Mattel has released a new "career Barbie" - the film director. She is wearing a "feminine" pink sweater, and her malnourished arms, legs, and waist suggest she needs to take a trip to the set's craft service. Her perfectly coiffed hair is pulled back from her face by sunglasses (no ballcap?), a fashionable scarf tied around her neck. This Barbie may be running a set, but she hasn't lost sight of the importance of being something to look at, too.
The designers have changed something -- film director Barbie has an articulated ankle so she can wear practical shoes on set, but still go to the premiere in four-inch heels.
But whether in flats or crippling footwear, according to the Mattel bullet points describing the doll, she cannot stand on her own.
Wait, let's repeat that: She cannot stand on her own.
Now, I know because of the doll's unnaturally long legs and bizarrely tiny feet, Barbie has never been able to stand on her own, but reading this bullet point struck me as an ironic metaphor.
In truth, most women directors are forced to stand on their own and make their films independently. The statistics for women directors are so dire that articles demanding change are being written quicker than I can read them. Recently, the New York Times' Manohla Dargis, called the abysmal inequity in (or lack of) hiring of women in film by studios "immoral, maybe illegal."
I am a director, and, as it happens, I do not own a pink sweater -- like most of my male counterparts, I am much more likely to wear practical black on set - but the fact is, the clothing we wear is irrelevant, because, as a director, my appearance is simply not as valuable an asset as my competence, leadership skills, and artistic sensibility.

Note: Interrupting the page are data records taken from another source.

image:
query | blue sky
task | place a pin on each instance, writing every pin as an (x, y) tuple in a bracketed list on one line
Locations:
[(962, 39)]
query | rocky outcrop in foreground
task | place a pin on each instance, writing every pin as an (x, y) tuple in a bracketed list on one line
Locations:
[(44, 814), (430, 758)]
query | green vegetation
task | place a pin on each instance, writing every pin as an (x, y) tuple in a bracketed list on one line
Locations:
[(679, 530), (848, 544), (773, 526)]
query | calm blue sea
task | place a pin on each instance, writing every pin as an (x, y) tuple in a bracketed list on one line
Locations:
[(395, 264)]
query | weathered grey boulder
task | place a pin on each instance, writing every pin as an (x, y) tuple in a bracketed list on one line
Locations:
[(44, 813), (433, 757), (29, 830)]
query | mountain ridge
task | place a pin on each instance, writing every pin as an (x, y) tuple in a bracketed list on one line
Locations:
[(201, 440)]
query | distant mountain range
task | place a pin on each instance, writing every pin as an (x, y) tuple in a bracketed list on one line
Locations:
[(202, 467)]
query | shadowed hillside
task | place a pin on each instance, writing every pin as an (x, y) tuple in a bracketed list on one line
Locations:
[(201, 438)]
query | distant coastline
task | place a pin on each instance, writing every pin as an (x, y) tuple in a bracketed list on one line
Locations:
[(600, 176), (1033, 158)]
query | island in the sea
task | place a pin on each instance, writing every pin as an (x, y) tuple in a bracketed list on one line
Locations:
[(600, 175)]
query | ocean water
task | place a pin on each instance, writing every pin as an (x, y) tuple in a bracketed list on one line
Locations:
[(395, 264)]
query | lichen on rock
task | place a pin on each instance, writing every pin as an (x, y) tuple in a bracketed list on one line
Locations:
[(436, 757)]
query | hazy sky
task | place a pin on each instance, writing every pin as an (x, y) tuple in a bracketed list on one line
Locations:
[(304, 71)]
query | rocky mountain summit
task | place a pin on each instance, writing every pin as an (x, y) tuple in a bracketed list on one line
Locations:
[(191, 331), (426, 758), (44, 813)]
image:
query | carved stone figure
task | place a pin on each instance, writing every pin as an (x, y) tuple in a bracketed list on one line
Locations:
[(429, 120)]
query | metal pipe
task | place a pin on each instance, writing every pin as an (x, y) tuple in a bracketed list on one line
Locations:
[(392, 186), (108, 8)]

So Barbie has me in a pickle. I am glad that a female doll is being marketed as a director, but Barbie's looks, clothes, and accessories make me uncomfortable. (Does she cover all her scripts in pink so that she is non-threatening? Or is just this one pink because it matches her outfit?) Is this the best we can do in 2015?
We want children to grow up in a world where possibilities are many, where there are more options for them, and certainly playing with Director Barbie is going to give children an expectation that this job is open to both sexes.
But children are sponges who absorb cultural cues. The message from this doll is coming through loud and clear to both girls and boys that, whatever a woman's job, and however good she is at it, what is just as important (if not more) is for her to be a surgically thin, fashionable woman who spends a lot of time grooming herself into visual "perfection."
Parents and children (both girls AND boys) are clamoring for non-gender-stereotyped toys. Note the petitions; the vote drives; the Kickstarters for toys that don't segregate play based on biological sex; the split-second it took for the Lego Scientist set to be sold out.
Childhood imagination should be unfettered, yet toys, costumes, sports attire, and play sets have become increasingly, and rigidly, gendered.
So, do I give this Barbie to my children to show them that women can direct movies? Here's the parent's internal struggle: criticize Barbie for presenting children with damaging, unhealthy images of women, or cheer her step toward breaking a glass ceiling? As recent studies have underscored, women's leadership positions in media have remained stagnant and even decreased in key categories since scientists began compiling the statistics. At least in the Mattel world, it's two steps forward, one back. Though she'd make faster progress if she could stand on her own two feet.